じつは、百円ショップの『ダイソー』では「お札サイズに対応したチャック付きポリ袋」(長さ約170㎜、深さ約85㎜、厚さ0.08㎜)というものが売られているのですが、ちょうど紙幣を小分けにして保管するのにちょうど良いのだとか。

現金は千円、百円、十円が基本

現金(しかも金種は千円札、百円玉、十円玉)を保管する理由は簡単で、停電すればキャッシュレス決済手段がいっさい使えなくなるうえ、多くの店舗で真っ先に釣銭不足が発生するからです。

また、災害時で電気が来なくなった場合、コンビニなどの小売店では生鮮食品などを早めに売り切らないといけなくなりますが、電気がないため当然キャッシュレス決済手段も使えず、必然的に計算が簡単な百円単位・十円単位などで販売せざるを得ません。

たとえば普段だと「648円」、「756円」などと円単位の端数で表示されている弁当類も、災害時には「弁当1個500円」、「おにぎりセット1個300円」、「おにぎり1個100円」といった具合に、キリが良い単位で販売されます。また、キャッシュレス決済が使えないため、当然、店には釣銭が不足します。

したがって、災害時には1万円札などの大きな単位の紙幣ではなく、千円札や百円玉が役に立つといいます。

たとえば災害に備えて非常持出袋を自宅や職場に備えている人も多いと思いますが、そのような人は、その非常持出袋に千円札と百円玉を10枚ずつ入れておけば、コンビニで売られている1個500円の弁当と1個100円のおにぎり、1個100円のお茶、1本500円の傘などを釣銭なしで購入できます。

もちろん、最近だと災害時に無料で飲料などを提供してくれるタイプの自販機もあるようですが、そうした自販機が自宅や職場の近所にあるとは限りませんし、必要な商品が適時に手に入るという保証もありません(人々が殺到して商品があっという間に払底する可能性すらあります)。

こうした事態に備えて、やはり一定期間、キャッシュレス決済も使えず、ATMも動かないという前提で、1~2週間分の生活を賄えるだけの現金を、(しかもできれば小銭や千円札などで)手元に置いておくのが望ましいのでしょう。

これに加えて地震などの災害で停電したとしても、公衆電話は電源を電話線から得ているためか、災害時にも使用できるケースが多いようです。
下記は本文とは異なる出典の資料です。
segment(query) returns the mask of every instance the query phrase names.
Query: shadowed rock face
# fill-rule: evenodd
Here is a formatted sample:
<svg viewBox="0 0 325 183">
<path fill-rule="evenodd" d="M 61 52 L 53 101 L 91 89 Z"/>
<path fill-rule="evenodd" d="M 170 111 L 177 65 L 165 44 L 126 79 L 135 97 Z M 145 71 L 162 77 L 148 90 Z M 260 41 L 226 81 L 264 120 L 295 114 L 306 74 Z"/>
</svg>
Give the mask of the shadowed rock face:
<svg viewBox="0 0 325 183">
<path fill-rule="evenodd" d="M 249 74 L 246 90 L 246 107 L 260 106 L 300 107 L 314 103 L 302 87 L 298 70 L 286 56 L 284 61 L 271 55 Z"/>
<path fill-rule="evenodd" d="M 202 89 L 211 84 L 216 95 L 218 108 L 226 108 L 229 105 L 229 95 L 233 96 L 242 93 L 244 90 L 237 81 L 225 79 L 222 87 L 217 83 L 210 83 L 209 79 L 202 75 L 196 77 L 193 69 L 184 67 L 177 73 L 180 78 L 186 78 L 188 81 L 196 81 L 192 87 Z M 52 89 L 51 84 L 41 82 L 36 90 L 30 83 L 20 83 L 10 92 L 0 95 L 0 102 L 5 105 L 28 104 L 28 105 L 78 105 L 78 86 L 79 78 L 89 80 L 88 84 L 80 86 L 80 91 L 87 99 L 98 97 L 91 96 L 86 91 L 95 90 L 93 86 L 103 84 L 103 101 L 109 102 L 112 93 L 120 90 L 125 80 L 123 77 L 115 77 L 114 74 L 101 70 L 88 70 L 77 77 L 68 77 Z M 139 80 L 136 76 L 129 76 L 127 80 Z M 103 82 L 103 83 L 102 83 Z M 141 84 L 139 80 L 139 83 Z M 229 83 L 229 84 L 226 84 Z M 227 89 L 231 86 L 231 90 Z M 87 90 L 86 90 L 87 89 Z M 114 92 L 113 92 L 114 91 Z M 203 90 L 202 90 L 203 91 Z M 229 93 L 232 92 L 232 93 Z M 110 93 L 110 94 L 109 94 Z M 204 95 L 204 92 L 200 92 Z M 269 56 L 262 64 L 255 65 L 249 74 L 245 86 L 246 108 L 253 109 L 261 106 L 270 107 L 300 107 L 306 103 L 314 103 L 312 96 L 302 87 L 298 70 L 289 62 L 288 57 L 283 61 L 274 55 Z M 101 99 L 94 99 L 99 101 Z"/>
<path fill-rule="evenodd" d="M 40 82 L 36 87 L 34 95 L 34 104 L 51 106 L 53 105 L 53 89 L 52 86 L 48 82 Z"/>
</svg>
ただし、停電してしまうとテレホンカードなどが使えず、結果的には通話のための十円玉がたくさんあると、何かと助かるのだそうです(これは阪神淡路大震災でも経験されたことだそうです)。

それに、十円玉、百円玉がたくさんあれば、災害時に辛うじて動いている自販機を見つけたときに、釣銭なしで商品を手に入れられますので、その意味でも小分けにした小銭を非常持出袋に忍ばせておくとともに、自宅などのわかりやすい場所に、小銭を入れたビンなどを保管しておくのもひとつのアイデアです。
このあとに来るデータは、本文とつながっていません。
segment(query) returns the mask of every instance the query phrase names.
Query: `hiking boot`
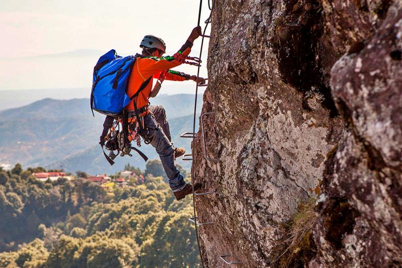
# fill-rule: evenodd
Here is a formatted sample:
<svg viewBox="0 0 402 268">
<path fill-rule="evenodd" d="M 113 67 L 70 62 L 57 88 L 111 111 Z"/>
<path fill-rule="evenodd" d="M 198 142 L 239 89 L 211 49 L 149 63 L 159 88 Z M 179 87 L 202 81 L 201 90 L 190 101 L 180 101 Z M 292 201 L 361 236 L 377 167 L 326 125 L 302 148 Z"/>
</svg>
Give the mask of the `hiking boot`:
<svg viewBox="0 0 402 268">
<path fill-rule="evenodd" d="M 200 188 L 200 184 L 195 184 L 194 185 L 194 191 L 195 192 Z M 185 198 L 186 196 L 190 194 L 192 194 L 192 186 L 190 184 L 187 184 L 185 187 L 184 187 L 182 190 L 173 192 L 173 194 L 174 194 L 174 196 L 176 197 L 176 200 L 181 200 Z"/>
<path fill-rule="evenodd" d="M 184 148 L 179 147 L 174 148 L 174 159 L 179 157 L 185 153 Z"/>
</svg>

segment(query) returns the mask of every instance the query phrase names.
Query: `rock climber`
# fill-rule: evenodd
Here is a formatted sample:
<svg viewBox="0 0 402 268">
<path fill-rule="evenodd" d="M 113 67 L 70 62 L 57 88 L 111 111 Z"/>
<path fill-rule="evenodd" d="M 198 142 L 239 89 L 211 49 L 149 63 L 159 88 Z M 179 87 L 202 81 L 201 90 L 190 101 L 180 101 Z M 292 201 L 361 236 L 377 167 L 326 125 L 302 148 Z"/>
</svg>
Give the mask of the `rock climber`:
<svg viewBox="0 0 402 268">
<path fill-rule="evenodd" d="M 196 75 L 189 75 L 182 72 L 171 70 L 170 69 L 183 63 L 178 58 L 179 56 L 188 55 L 192 43 L 201 35 L 201 27 L 194 28 L 184 45 L 174 56 L 162 55 L 166 51 L 166 45 L 161 39 L 152 35 L 146 35 L 141 41 L 140 47 L 142 48 L 140 57 L 136 60 L 129 80 L 127 95 L 132 96 L 150 77 L 165 78 L 168 80 L 183 81 L 193 80 L 200 84 L 205 83 L 205 79 Z M 162 165 L 169 180 L 170 188 L 177 200 L 184 198 L 192 193 L 192 187 L 184 182 L 183 176 L 176 167 L 175 158 L 182 155 L 185 151 L 184 148 L 175 148 L 171 143 L 169 124 L 166 120 L 164 109 L 161 106 L 149 106 L 149 99 L 157 94 L 158 88 L 152 88 L 152 79 L 150 79 L 145 87 L 134 98 L 137 111 L 141 116 L 144 128 L 148 133 L 147 137 L 151 144 L 156 149 L 160 157 Z M 178 107 L 179 106 L 178 105 Z M 135 108 L 132 101 L 127 107 L 129 118 L 135 116 Z M 130 122 L 130 119 L 129 121 Z M 199 185 L 194 186 L 194 191 Z"/>
</svg>

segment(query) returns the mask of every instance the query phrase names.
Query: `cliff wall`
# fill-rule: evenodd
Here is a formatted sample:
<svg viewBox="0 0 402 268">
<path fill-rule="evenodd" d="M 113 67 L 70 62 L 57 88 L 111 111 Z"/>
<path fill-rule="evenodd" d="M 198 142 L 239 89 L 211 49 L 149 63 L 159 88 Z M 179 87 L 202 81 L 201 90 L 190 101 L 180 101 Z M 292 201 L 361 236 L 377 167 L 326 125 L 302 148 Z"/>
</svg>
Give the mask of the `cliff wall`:
<svg viewBox="0 0 402 268">
<path fill-rule="evenodd" d="M 195 197 L 206 265 L 402 265 L 402 1 L 214 5 L 203 113 L 219 160 L 200 131 L 192 167 L 215 192 Z"/>
</svg>

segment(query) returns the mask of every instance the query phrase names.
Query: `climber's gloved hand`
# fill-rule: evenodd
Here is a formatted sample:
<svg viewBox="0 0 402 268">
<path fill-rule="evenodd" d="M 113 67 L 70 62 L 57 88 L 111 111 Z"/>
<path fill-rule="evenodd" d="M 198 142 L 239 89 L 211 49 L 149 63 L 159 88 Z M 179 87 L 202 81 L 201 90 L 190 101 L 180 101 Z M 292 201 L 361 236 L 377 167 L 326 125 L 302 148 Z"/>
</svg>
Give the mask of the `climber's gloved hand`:
<svg viewBox="0 0 402 268">
<path fill-rule="evenodd" d="M 194 42 L 194 40 L 199 37 L 201 34 L 201 26 L 197 26 L 192 29 L 191 33 L 190 34 L 190 36 L 187 40 L 192 43 Z"/>
<path fill-rule="evenodd" d="M 103 136 L 101 136 L 99 138 L 99 144 L 100 144 L 100 146 L 105 146 L 105 142 L 106 141 L 106 139 L 105 139 L 105 137 Z"/>
</svg>

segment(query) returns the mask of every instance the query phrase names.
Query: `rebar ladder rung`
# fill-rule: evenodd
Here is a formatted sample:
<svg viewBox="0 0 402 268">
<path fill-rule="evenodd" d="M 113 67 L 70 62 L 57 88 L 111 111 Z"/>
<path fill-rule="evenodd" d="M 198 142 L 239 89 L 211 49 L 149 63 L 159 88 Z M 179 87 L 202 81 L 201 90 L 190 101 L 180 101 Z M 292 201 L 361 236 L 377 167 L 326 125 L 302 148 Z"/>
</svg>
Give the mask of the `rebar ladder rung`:
<svg viewBox="0 0 402 268">
<path fill-rule="evenodd" d="M 189 158 L 189 156 L 191 156 L 191 158 Z M 184 161 L 192 161 L 192 156 L 191 154 L 184 154 L 183 155 L 183 158 L 181 158 L 181 160 Z"/>
<path fill-rule="evenodd" d="M 225 257 L 228 257 L 228 256 L 231 256 L 231 255 L 232 255 L 232 254 L 227 254 L 226 255 L 223 255 L 222 256 L 219 256 L 219 257 L 220 257 L 221 258 L 221 259 L 222 260 L 223 260 L 223 261 L 225 262 L 225 263 L 226 263 L 227 264 L 240 264 L 240 263 L 242 263 L 242 262 L 241 262 L 241 261 L 228 261 L 226 260 L 226 258 L 225 258 Z"/>
<path fill-rule="evenodd" d="M 188 220 L 191 222 L 193 223 L 195 222 L 195 219 L 198 218 L 198 217 L 193 217 L 192 218 L 190 218 L 188 219 Z M 197 222 L 197 225 L 198 226 L 201 226 L 202 225 L 206 225 L 207 224 L 212 224 L 214 223 L 213 221 L 207 221 L 206 222 Z"/>
<path fill-rule="evenodd" d="M 193 135 L 196 138 L 197 133 L 193 132 L 184 132 L 180 135 L 180 138 L 192 138 Z"/>
<path fill-rule="evenodd" d="M 206 192 L 205 193 L 194 193 L 194 194 L 196 196 L 206 196 L 207 195 L 212 195 L 215 194 L 215 192 Z"/>
</svg>

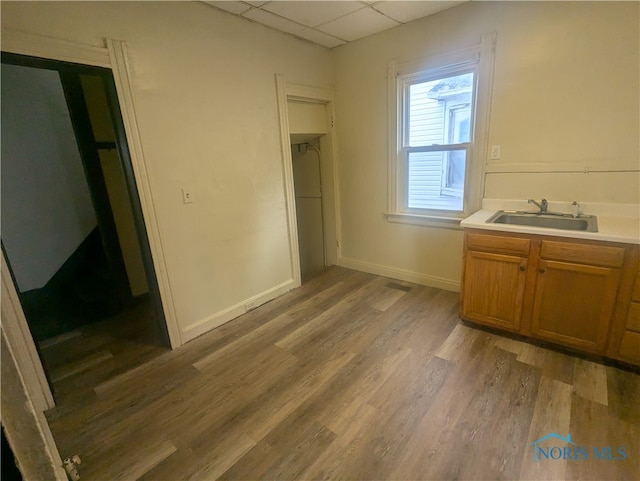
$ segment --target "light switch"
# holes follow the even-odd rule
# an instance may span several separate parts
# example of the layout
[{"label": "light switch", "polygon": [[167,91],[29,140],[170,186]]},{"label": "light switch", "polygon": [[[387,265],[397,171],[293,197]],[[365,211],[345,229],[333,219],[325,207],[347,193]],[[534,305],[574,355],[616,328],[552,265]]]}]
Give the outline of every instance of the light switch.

この点、防犯面からは、本来、自宅に多額の現金を保管することは望ましくないとされますが、そもそも防災を目的とする小銭であれば、そこまで多額ともなりません。

キャッシュレス先進国・スウェーデンの事例

さて、こうしたなかでちょっと興味深い話題があるとしたら、これかもしれません。

キャッシュレス先進国スウェーデン、現金決済受け付け義務化へ 戦争などの有事に備え

―――2026年3月19日 10:48付 AFPBB Newsより

AFPによると長年キャッシュレス革命を先導してきた北欧のスウェーデンが、国民に対し、緊急時に備えて現金を手元に置いておくよう呼び掛け、あわせて食料品店や薬局に対しても、現金決済を受け付けるよう義務付けようとしているのだそうです。
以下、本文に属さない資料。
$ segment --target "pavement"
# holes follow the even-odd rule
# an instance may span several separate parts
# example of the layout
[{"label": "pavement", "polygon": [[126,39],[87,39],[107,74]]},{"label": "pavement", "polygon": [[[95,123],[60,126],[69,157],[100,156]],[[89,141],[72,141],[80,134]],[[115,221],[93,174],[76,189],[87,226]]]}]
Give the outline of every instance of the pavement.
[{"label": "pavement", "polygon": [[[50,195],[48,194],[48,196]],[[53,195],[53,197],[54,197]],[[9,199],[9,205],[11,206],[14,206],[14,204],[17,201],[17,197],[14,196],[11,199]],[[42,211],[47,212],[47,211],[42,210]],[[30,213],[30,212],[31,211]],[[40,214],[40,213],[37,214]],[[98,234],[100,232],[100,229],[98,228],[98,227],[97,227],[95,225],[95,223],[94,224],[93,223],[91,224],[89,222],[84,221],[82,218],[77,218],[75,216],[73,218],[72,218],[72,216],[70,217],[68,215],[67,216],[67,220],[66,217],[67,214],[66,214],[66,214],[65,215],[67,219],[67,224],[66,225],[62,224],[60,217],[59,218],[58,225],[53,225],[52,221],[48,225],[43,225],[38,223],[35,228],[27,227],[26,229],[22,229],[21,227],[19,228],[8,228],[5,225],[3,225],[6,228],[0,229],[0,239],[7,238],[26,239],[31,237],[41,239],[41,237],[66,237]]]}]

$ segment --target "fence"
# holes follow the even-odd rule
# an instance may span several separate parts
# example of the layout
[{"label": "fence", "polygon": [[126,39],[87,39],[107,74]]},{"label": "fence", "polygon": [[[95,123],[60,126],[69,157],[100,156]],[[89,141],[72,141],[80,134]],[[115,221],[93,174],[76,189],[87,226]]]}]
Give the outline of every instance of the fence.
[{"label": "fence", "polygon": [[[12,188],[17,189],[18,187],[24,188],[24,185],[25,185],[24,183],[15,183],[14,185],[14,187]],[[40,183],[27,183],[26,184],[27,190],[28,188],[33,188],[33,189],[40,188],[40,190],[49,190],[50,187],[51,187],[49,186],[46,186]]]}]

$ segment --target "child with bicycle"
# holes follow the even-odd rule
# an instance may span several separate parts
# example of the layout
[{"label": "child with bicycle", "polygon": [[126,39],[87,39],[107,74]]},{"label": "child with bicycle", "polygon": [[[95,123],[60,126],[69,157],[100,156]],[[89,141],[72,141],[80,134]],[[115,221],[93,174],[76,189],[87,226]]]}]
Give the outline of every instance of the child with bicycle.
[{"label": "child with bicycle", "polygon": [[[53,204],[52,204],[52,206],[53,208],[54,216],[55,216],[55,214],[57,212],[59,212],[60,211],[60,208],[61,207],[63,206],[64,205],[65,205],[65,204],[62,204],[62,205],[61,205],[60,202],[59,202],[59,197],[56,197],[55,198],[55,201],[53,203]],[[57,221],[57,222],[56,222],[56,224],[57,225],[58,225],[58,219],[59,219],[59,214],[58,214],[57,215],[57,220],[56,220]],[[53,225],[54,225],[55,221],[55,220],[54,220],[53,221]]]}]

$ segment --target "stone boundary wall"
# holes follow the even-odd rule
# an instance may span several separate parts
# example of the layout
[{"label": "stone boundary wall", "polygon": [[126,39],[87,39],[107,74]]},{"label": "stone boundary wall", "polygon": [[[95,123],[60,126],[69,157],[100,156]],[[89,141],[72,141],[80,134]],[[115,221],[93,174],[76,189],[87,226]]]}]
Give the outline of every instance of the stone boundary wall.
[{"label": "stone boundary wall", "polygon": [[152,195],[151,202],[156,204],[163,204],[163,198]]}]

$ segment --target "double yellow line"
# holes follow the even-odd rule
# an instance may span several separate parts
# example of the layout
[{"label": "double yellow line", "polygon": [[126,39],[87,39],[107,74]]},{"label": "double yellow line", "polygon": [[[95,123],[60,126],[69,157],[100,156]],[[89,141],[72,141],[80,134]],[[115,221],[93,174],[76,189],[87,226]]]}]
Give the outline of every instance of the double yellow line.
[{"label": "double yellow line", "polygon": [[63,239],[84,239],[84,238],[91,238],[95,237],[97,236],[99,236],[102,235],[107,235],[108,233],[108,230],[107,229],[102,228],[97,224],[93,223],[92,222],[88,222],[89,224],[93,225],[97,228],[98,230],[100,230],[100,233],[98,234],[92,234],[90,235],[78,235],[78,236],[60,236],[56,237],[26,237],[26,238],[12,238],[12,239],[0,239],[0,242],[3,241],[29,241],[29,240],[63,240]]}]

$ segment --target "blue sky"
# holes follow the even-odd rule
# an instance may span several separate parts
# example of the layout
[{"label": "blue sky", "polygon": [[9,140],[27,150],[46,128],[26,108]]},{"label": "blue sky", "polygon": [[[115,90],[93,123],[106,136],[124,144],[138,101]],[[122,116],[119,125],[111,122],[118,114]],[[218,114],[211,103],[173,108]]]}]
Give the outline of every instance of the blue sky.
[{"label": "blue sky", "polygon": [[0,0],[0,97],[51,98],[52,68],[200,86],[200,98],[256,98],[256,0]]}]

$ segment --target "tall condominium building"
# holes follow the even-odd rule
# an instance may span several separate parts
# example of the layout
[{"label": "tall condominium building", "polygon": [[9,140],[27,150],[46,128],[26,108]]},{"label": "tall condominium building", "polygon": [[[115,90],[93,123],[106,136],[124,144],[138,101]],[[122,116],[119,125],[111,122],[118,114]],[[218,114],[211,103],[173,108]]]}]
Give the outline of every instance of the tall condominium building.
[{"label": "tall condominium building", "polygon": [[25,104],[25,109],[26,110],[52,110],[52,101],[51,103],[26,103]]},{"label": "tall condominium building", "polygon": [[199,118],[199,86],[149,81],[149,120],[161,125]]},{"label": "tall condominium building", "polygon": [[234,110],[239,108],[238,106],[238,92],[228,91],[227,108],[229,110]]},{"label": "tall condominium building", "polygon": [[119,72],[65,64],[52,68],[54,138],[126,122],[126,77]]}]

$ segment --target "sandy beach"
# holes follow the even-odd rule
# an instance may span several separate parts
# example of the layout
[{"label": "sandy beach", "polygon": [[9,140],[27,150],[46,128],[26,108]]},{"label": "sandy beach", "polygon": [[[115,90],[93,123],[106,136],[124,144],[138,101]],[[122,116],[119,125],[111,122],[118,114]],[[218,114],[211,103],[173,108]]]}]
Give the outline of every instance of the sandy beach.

何でも記事によるとスウェーデンではほとんどすべての取引がキャッシュレス決済で行われているのだそうで、現金決済を受け付けている飲食店や商店、サービス業は「ごくわずか」なのだとか。そんな同国が現金、クレジットカード、携帯電話のオンライン決済など「複数の決済手段を確保しておくよう国民に呼び掛けた」といいます。

スウェーデンの場合は地震国でもなく、台風などの災害もおそらくは滅多にないと思われますが、いったいなぜここにきてキャッシュレスなのでしょうか。

AFPによると背景にはロシアによる2022年のウクライナ侵攻があるようです。名目としては「一時的な混乱、危機、最悪の場合は戦争に備え」、とありますが、スウェーデンでは地理的な理由などもあり、民間防衛体制に加え、いわゆる「全民衆防衛」体制を強化しているのだとか。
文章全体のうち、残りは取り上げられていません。